Threads are evil. Rather than spend a bunch of time trying to think through all of the potential problems up front, then a bunch more afterward debugging all of the failure cases you weren't brilliant enough to consider up front, justify why you need to use threads in the first place.

If you really do need threads, then justify why more than one of them needs to write to the DB in parallel.

And if you really do need multiple parallel writers, then wrap everything that needs to hit the DB for the whole operation to be considered "complete" in an explicit SQLite transaction, like I recommended up-thread. Then the only question of ordering will be which transaction gets committed, when.

(10) By anonymous on 2021-01-05 22:24:44 in reply to 9 [link] [source]

Thank you for the encouragement.

I am still trying very hard to formulate how I should approach this but the essence of what I need to do is a make a cache.

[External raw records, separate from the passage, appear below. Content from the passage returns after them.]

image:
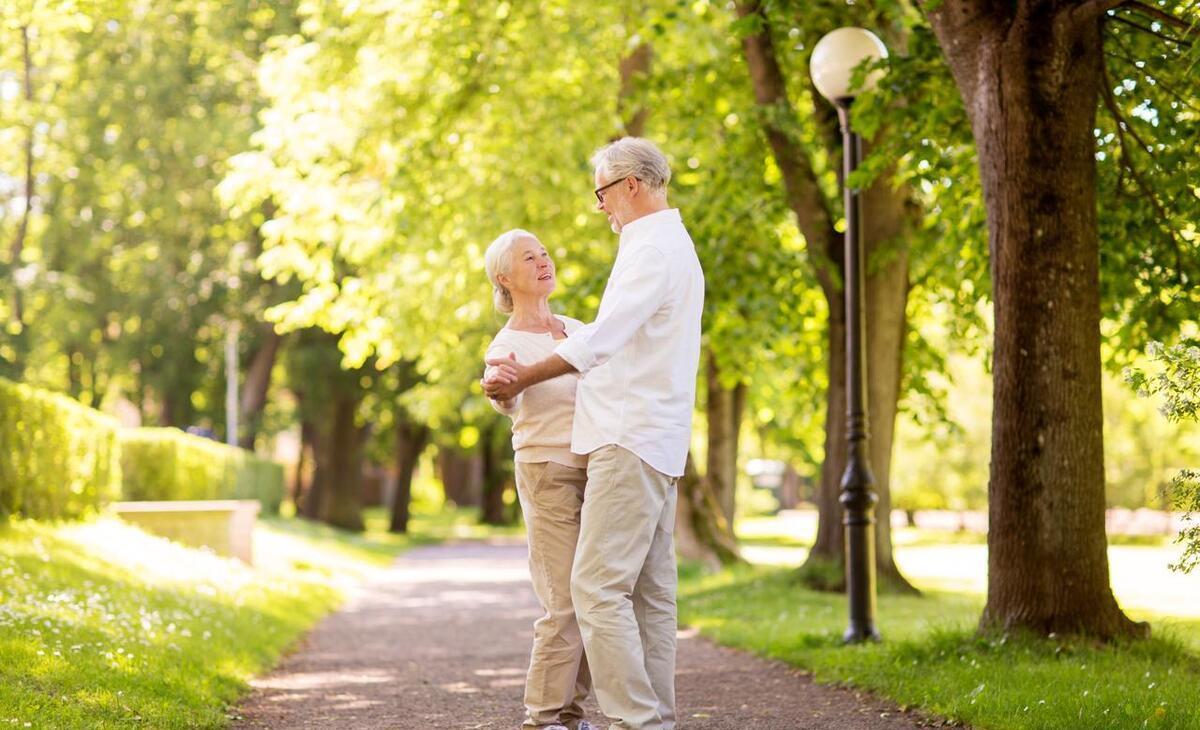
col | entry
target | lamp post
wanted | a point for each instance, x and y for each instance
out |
(832, 65)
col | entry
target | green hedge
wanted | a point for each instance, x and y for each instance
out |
(167, 464)
(58, 459)
(63, 460)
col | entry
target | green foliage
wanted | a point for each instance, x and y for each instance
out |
(1177, 381)
(105, 626)
(130, 269)
(933, 659)
(60, 460)
(167, 464)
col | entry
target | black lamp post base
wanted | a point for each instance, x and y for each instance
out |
(861, 634)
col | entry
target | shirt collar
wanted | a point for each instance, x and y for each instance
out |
(634, 229)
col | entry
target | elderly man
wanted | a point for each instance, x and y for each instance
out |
(633, 419)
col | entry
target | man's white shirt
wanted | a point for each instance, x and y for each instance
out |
(639, 358)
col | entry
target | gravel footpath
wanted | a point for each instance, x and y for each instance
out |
(442, 640)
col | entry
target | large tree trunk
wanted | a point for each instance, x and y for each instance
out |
(411, 440)
(724, 408)
(257, 384)
(887, 291)
(461, 477)
(340, 466)
(496, 448)
(298, 486)
(18, 241)
(702, 533)
(1030, 76)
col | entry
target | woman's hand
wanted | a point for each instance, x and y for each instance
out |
(505, 378)
(497, 376)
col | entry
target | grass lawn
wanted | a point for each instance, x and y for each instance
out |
(103, 626)
(931, 657)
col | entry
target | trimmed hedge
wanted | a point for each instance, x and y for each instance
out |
(61, 460)
(167, 464)
(58, 458)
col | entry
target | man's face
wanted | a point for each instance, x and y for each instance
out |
(613, 199)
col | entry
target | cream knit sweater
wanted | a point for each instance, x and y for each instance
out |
(541, 414)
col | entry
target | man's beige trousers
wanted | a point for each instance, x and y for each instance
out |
(624, 588)
(551, 497)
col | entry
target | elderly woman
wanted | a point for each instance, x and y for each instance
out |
(550, 478)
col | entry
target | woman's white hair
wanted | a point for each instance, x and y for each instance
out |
(637, 157)
(498, 259)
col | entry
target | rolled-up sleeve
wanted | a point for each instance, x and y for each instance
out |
(636, 291)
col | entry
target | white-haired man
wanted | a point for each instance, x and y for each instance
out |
(633, 418)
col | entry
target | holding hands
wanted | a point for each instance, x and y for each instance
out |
(502, 381)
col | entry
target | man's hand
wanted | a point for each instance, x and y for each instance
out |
(502, 381)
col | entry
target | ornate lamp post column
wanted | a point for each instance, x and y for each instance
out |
(833, 61)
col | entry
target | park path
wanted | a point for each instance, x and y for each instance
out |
(442, 640)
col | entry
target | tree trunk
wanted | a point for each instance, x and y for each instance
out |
(887, 289)
(1031, 77)
(258, 382)
(461, 477)
(702, 533)
(298, 490)
(340, 466)
(496, 448)
(633, 114)
(411, 440)
(18, 241)
(724, 408)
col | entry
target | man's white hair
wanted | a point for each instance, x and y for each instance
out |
(498, 259)
(634, 156)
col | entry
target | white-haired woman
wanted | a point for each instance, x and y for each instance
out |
(550, 478)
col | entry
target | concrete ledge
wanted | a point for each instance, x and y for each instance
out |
(226, 526)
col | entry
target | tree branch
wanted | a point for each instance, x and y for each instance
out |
(1091, 10)
(1159, 15)
(1127, 162)
(1151, 31)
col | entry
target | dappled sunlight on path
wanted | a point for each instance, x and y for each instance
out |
(443, 638)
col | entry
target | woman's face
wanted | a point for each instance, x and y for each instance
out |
(532, 270)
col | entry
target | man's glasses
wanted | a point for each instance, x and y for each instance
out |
(599, 191)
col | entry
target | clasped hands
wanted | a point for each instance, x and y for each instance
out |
(503, 378)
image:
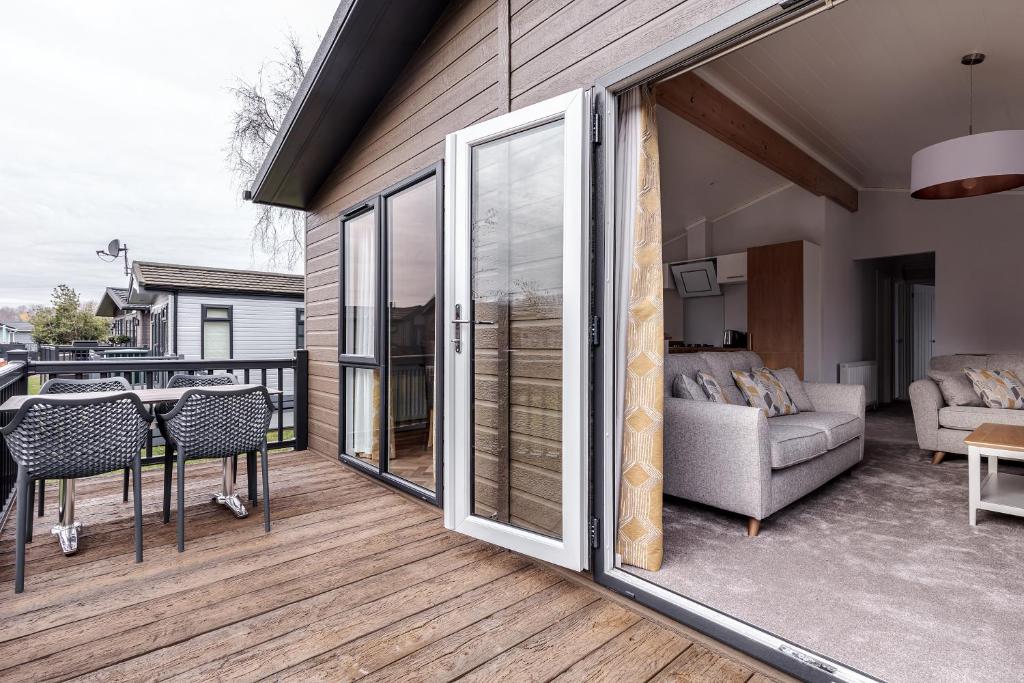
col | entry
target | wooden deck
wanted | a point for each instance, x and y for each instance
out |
(354, 582)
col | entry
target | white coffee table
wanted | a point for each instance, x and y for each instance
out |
(998, 492)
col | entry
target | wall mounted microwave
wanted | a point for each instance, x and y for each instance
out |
(695, 279)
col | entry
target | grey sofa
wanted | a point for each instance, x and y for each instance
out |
(733, 458)
(942, 428)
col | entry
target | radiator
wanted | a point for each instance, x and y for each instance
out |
(861, 372)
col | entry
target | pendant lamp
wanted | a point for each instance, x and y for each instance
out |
(969, 166)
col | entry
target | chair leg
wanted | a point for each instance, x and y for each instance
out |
(24, 516)
(168, 473)
(266, 488)
(753, 526)
(251, 475)
(181, 502)
(30, 520)
(136, 483)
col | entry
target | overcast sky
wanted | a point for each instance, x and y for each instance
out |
(114, 116)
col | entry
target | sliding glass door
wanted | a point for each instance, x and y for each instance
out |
(412, 218)
(389, 413)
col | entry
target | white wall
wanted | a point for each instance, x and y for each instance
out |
(785, 216)
(847, 287)
(978, 245)
(674, 250)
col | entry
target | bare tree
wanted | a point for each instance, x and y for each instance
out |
(260, 109)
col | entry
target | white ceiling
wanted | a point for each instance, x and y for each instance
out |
(866, 84)
(702, 177)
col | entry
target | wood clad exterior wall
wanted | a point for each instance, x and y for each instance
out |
(482, 58)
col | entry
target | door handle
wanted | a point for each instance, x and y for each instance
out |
(457, 322)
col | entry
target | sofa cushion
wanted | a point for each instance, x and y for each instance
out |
(795, 387)
(713, 389)
(721, 365)
(970, 418)
(682, 364)
(838, 427)
(763, 390)
(998, 388)
(792, 444)
(1012, 361)
(955, 387)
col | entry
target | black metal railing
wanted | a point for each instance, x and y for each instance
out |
(290, 376)
(13, 381)
(90, 350)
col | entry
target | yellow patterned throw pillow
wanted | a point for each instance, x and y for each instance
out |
(998, 388)
(712, 388)
(762, 389)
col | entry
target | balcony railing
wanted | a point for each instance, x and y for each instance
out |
(287, 375)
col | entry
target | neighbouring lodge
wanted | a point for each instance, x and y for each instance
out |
(709, 298)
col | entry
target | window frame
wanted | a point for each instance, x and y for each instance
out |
(230, 328)
(380, 359)
(356, 359)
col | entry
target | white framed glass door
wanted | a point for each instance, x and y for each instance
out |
(516, 290)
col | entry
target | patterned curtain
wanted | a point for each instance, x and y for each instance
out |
(640, 531)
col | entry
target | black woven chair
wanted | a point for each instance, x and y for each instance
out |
(176, 382)
(56, 437)
(208, 423)
(59, 385)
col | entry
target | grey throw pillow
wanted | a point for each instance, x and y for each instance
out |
(684, 387)
(956, 388)
(712, 388)
(795, 387)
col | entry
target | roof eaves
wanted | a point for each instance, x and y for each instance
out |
(366, 48)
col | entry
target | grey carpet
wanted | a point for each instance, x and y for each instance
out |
(878, 569)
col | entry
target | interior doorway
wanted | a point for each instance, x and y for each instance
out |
(904, 321)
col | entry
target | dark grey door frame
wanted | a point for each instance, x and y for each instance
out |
(380, 360)
(704, 43)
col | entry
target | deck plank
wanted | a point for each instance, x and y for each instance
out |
(636, 654)
(700, 664)
(544, 655)
(353, 582)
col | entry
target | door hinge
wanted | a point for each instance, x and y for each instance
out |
(595, 331)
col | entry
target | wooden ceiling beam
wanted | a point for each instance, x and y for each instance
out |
(694, 100)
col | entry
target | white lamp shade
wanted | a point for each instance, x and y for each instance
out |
(969, 166)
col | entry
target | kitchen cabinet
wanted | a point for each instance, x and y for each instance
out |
(783, 306)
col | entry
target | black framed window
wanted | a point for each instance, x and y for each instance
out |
(390, 361)
(158, 332)
(216, 339)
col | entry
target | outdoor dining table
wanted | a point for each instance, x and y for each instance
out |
(68, 527)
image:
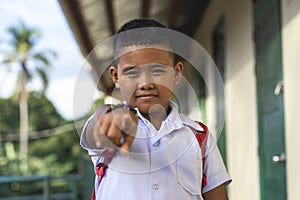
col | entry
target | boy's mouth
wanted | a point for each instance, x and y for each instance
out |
(146, 96)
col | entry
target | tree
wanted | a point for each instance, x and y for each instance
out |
(30, 62)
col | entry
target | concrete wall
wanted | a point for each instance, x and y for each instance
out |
(291, 75)
(240, 93)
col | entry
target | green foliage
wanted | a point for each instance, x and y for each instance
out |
(56, 153)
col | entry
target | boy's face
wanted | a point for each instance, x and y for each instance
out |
(146, 77)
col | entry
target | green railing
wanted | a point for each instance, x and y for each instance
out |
(47, 187)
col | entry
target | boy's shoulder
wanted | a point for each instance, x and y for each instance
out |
(194, 124)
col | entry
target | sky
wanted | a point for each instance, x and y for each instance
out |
(48, 18)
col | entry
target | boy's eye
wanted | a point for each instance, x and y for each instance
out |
(132, 73)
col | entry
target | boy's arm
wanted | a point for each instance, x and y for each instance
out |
(91, 127)
(218, 193)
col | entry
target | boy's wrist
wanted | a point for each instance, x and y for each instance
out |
(113, 107)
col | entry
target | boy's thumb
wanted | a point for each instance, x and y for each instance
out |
(126, 145)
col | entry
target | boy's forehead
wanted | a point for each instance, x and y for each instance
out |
(139, 55)
(127, 49)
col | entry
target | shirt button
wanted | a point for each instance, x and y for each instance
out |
(156, 144)
(156, 186)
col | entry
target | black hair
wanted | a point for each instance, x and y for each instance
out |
(142, 31)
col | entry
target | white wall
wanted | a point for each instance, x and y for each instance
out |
(240, 93)
(291, 75)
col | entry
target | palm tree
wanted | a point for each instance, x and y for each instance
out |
(30, 62)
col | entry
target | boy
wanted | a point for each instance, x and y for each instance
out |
(149, 148)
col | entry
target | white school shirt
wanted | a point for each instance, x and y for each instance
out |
(162, 164)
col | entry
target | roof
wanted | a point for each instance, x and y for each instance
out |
(93, 21)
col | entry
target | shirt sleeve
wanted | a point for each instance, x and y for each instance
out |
(96, 154)
(214, 168)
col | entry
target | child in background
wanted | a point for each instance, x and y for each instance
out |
(149, 148)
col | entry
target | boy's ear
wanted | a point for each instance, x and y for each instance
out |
(114, 75)
(178, 72)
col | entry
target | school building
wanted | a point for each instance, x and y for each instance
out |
(256, 46)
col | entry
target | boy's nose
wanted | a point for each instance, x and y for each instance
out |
(146, 81)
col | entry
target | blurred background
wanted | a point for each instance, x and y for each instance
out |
(46, 45)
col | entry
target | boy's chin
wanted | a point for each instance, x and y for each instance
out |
(153, 110)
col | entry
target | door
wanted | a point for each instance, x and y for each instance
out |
(268, 53)
(219, 58)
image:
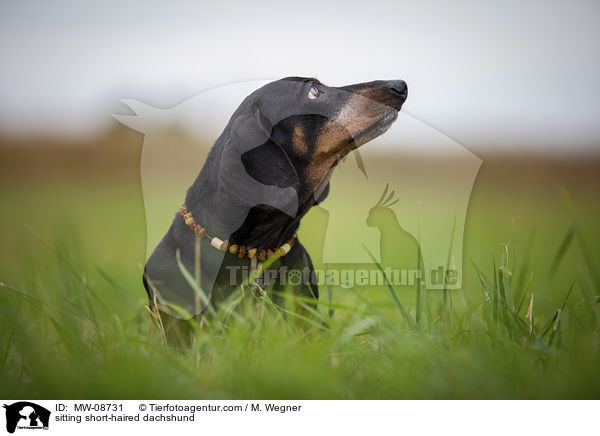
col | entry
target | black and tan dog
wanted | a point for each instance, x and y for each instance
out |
(270, 165)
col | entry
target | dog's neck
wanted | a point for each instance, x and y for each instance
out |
(263, 226)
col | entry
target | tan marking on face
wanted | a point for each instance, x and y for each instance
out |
(299, 141)
(335, 138)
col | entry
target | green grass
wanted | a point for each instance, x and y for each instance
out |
(73, 323)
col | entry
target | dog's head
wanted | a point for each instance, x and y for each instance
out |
(288, 134)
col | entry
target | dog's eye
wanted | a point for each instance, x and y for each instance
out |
(313, 93)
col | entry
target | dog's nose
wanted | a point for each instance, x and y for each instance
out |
(398, 87)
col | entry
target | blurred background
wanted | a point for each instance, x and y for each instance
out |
(514, 84)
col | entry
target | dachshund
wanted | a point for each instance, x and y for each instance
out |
(270, 165)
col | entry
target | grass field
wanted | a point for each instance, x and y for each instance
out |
(526, 323)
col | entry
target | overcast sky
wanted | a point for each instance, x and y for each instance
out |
(497, 73)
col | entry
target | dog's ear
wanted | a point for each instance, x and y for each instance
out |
(254, 169)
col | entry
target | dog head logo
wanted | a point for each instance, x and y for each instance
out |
(26, 415)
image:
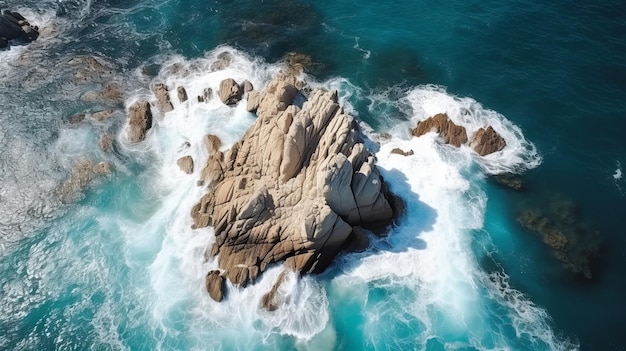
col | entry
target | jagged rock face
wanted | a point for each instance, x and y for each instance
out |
(139, 121)
(487, 141)
(292, 189)
(230, 92)
(215, 285)
(399, 151)
(182, 94)
(164, 103)
(440, 123)
(186, 164)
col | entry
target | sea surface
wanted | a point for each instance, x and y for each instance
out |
(113, 264)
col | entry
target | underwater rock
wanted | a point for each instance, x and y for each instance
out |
(292, 189)
(510, 180)
(139, 121)
(440, 123)
(577, 247)
(487, 141)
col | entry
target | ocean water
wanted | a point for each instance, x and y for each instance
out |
(117, 265)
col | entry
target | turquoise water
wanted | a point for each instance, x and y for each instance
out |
(120, 268)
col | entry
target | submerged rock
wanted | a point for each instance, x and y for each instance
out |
(577, 247)
(292, 189)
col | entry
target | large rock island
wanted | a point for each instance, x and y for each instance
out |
(298, 187)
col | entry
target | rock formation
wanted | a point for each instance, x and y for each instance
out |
(139, 121)
(163, 97)
(186, 164)
(292, 189)
(573, 244)
(182, 94)
(13, 26)
(440, 123)
(399, 151)
(230, 92)
(485, 141)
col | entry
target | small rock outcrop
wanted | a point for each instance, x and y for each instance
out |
(487, 141)
(230, 92)
(139, 121)
(292, 189)
(399, 151)
(484, 142)
(222, 62)
(186, 164)
(215, 285)
(440, 123)
(164, 104)
(182, 94)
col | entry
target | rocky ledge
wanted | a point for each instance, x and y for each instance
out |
(297, 188)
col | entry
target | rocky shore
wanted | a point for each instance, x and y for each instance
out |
(298, 188)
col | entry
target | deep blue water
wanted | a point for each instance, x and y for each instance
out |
(92, 273)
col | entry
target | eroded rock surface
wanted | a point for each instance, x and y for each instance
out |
(487, 141)
(230, 92)
(292, 189)
(163, 97)
(139, 121)
(440, 123)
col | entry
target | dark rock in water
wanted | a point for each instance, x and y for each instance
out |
(186, 164)
(399, 151)
(163, 97)
(13, 26)
(577, 247)
(510, 180)
(247, 86)
(215, 285)
(139, 121)
(223, 61)
(230, 92)
(440, 123)
(206, 96)
(106, 143)
(253, 101)
(487, 141)
(182, 94)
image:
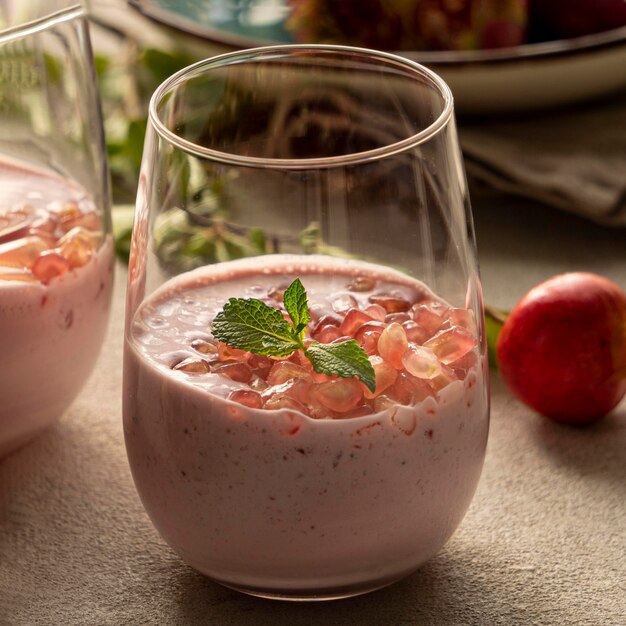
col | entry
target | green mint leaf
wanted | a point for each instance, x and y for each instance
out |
(346, 359)
(297, 306)
(249, 324)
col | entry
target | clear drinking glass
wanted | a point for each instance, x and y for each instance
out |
(339, 166)
(56, 252)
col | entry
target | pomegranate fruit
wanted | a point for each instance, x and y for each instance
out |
(562, 349)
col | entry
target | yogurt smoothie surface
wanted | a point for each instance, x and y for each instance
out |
(316, 497)
(56, 277)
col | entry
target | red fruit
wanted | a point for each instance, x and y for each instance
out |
(562, 350)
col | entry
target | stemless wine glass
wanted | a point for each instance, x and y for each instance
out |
(338, 166)
(56, 252)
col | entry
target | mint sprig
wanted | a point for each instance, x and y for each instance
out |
(251, 325)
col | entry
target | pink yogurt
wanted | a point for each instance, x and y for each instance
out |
(273, 502)
(51, 331)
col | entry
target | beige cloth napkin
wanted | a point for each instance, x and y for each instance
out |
(573, 159)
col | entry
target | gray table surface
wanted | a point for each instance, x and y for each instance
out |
(544, 541)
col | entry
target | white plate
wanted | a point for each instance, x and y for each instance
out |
(484, 82)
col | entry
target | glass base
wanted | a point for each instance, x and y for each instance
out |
(313, 595)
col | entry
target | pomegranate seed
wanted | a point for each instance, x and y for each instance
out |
(237, 371)
(409, 390)
(279, 401)
(49, 265)
(383, 402)
(77, 246)
(393, 344)
(247, 397)
(261, 365)
(391, 304)
(414, 332)
(373, 326)
(397, 317)
(421, 362)
(327, 334)
(462, 365)
(283, 371)
(385, 377)
(226, 353)
(340, 395)
(22, 252)
(451, 344)
(17, 274)
(343, 303)
(362, 283)
(325, 320)
(257, 383)
(446, 377)
(376, 312)
(429, 319)
(205, 346)
(277, 293)
(15, 223)
(369, 342)
(44, 221)
(71, 216)
(192, 365)
(460, 317)
(353, 320)
(359, 411)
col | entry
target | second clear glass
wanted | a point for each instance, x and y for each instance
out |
(339, 166)
(56, 247)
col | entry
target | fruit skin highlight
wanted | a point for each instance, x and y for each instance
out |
(562, 350)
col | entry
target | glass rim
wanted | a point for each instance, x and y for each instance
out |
(268, 52)
(40, 24)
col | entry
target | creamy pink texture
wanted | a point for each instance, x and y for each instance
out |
(50, 334)
(275, 502)
(50, 337)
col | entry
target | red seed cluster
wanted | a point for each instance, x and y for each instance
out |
(416, 349)
(36, 245)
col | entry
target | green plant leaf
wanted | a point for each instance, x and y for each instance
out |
(249, 324)
(494, 320)
(346, 359)
(297, 306)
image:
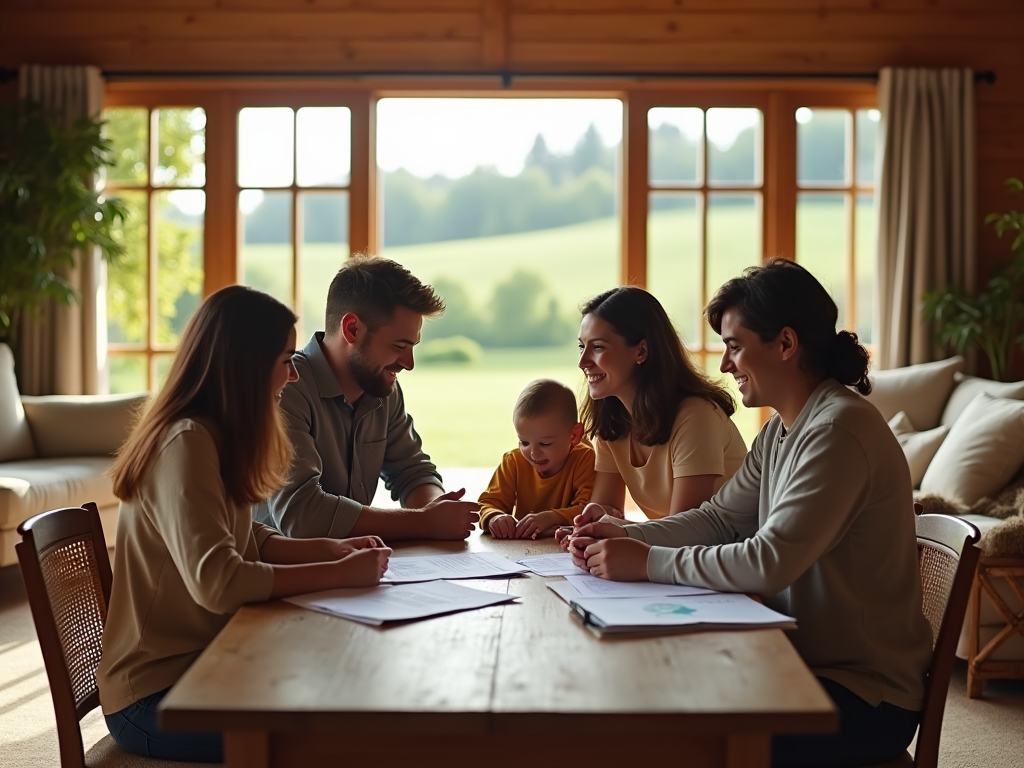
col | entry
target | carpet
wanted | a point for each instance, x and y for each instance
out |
(979, 733)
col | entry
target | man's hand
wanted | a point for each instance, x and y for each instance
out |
(538, 524)
(594, 512)
(363, 568)
(617, 559)
(502, 526)
(343, 547)
(584, 537)
(448, 517)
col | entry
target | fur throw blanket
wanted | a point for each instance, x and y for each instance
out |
(1007, 539)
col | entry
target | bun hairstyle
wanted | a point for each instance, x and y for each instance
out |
(782, 294)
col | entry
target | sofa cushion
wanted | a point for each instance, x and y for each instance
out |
(81, 425)
(921, 390)
(982, 452)
(919, 448)
(28, 487)
(15, 438)
(969, 387)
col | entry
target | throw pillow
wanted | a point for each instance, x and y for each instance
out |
(969, 387)
(921, 391)
(982, 452)
(15, 436)
(919, 448)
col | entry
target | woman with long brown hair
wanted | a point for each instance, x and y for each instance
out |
(660, 427)
(188, 554)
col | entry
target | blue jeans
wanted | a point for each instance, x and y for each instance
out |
(866, 734)
(135, 729)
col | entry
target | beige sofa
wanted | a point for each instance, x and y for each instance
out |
(964, 439)
(54, 452)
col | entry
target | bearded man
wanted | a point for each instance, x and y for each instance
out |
(347, 422)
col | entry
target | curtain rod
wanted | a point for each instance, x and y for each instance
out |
(506, 76)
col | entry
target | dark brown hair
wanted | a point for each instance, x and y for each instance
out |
(782, 294)
(666, 379)
(544, 396)
(373, 288)
(222, 373)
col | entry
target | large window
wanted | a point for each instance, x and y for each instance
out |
(517, 210)
(160, 172)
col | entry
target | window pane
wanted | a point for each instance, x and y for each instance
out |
(867, 136)
(733, 146)
(127, 281)
(675, 138)
(266, 146)
(323, 251)
(733, 240)
(674, 225)
(128, 130)
(161, 367)
(821, 243)
(127, 374)
(180, 146)
(179, 260)
(866, 250)
(822, 138)
(324, 145)
(266, 242)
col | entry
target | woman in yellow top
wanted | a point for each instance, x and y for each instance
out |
(660, 427)
(188, 554)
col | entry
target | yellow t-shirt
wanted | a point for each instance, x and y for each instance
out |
(704, 441)
(517, 489)
(186, 559)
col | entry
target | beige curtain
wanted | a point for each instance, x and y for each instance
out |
(64, 349)
(926, 202)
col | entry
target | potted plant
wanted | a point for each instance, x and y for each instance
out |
(993, 317)
(50, 209)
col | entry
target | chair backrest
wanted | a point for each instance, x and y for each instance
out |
(67, 577)
(947, 556)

When a file load operation is requested by the main application, I look in the database to see if it's there. If it is, I read it from the database into memory and pass it back. If it's not there, I download it from a remote source and write it into the database and pass it back.

The catch of course is that there are multiple threads in the main application, requesting these operations in parallel.

The reason there are multiple threads is for performance - the more files that can be downloaded in parallel, the more performant the system will be.

In a typical session, there will be hundreds or even (low) thousands of such requests.

Integrating my code into the application will be challenging - the existing code that does what I am working on is mind boggling complex. Consequently, I have been trying to write a test that does all I need, can be tested in place and then eventually ported into the main application.

(11.1) By Warren Young (wyoung) on 2021-01-05 23:03:26 edited from 11.0 in reply to 10 [source]

In that case, you don't need overlapping writes at all. Each new file you download gets a new ID, and the UI process(es) blocking on that file's appearance from the remote source don't learn the ID until the file's saved to the DB. No other part of the UI will refer to that ID, either.

This sort of design is called write once, read many.

If DB records are ever deleted, it should only be after all UI bits that depend on them are destroyed.

You don't need multiple DB-writing threads to make this work. I can only see a need for 3 threads at most:

A UI thread
An event-driven I/O pump
A DB writer, called by the I/O pump when the last block of a downloaded file arrives, which does the actual DB insertion from the partial blob data temporarily stored elsewhere. That creates a file ID, which you enqueue for the UI thread, which pulls it off on its next repaint, which causes a DB read of the just-created record.

It's possible to do all of this single-threaded, but that depends on having a UI framework with an event-driven I/O feature, which not all do. If you stated your UI platform, someone expert in it might be able to advise. (e.g. Win32, with WSAAsyncSelect().)

(12) By anonymous on 2021-01-06 00:47:03 in reply to 11.1 [link] [source]

Thank you Warren - plenty to think about there and experiment with but sounds hopeful. I will post here when I have some code to show.